Something in the air breaks. Can’t tell what prompted it. Some sort of sense, perhaps, we have not yet named or defined? And I hear inner voice aha to herself— “I’m in Africa.” Suddenly , everything becomes just a little more vivid, focused, sharper. I picture a map, the continent V-shaped and massive. The country, small and eastward. The spelling U G A N D A. I picture the distance from above: zoomed over Denver, New York, London, Morocco, Kenya. Zoomed closer past Kampala, Jinja, Mbale. Closer still with pink clock tower, woman balancing a load on her head, van driveing shakily on pot-holed road. Closer still, zooms right to me. I feel hidden in this world. Far far away. And exposed, open in this space. I feel out of context and loving the absurdity of it all. The distance, both cultural and physical, settles into me. The newness becomes striking. This experience defines itself by place and people. It is step by step, faces passing, East African pop songs— sounds like rap, sounds like drumming, sounds fast tempo-ed and high pitched.
I feel independent, because I chose to come here. I feel proud.
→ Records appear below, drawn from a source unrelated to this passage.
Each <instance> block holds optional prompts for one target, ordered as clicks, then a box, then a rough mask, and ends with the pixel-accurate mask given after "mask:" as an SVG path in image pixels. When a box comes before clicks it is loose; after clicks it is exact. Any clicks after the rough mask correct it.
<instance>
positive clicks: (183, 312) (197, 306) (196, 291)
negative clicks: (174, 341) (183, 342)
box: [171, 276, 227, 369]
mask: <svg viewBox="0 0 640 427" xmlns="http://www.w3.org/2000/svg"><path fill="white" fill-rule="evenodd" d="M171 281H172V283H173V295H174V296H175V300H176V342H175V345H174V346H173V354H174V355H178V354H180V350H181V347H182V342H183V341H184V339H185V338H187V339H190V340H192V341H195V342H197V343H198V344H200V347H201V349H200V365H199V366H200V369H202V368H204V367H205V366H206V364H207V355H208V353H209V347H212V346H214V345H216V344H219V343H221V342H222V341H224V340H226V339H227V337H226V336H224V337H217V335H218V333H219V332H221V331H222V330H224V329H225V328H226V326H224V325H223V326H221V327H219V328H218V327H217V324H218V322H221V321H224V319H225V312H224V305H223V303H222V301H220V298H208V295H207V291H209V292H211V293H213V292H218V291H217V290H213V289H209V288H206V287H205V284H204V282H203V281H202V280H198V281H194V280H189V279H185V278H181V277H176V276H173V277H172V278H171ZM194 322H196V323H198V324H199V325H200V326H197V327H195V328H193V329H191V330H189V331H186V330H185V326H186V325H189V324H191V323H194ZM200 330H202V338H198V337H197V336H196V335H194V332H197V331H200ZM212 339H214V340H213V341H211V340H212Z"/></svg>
I know this place, as if it belongs to me, familiar and kind. I know where the sidewalk ends.
I am privileged, engulfed in a community that gives me purpose and inspiration. I am circumstanced, awarded passport and dollars. Soul-fed, for the break in the air cracks open the mundane, washes over my eyes to make everything brightshiny. The moment echoes back in honking horns and foreign tongues. I have crawled into another world, another paradigm, another way to experience this breath. Time passes in rhythmic off beat rotation of spheres.
I lighten. Suddenly the money, the board meeting, the heat, all of it falls away, leaving me with pure movement, that mystical flittering now. Boda drivers holler out, and this time I answer them laughing as I mock myself. They reciprocate the mood. And for this instant I have gotten past the difference, past the questions and finally fall into awe.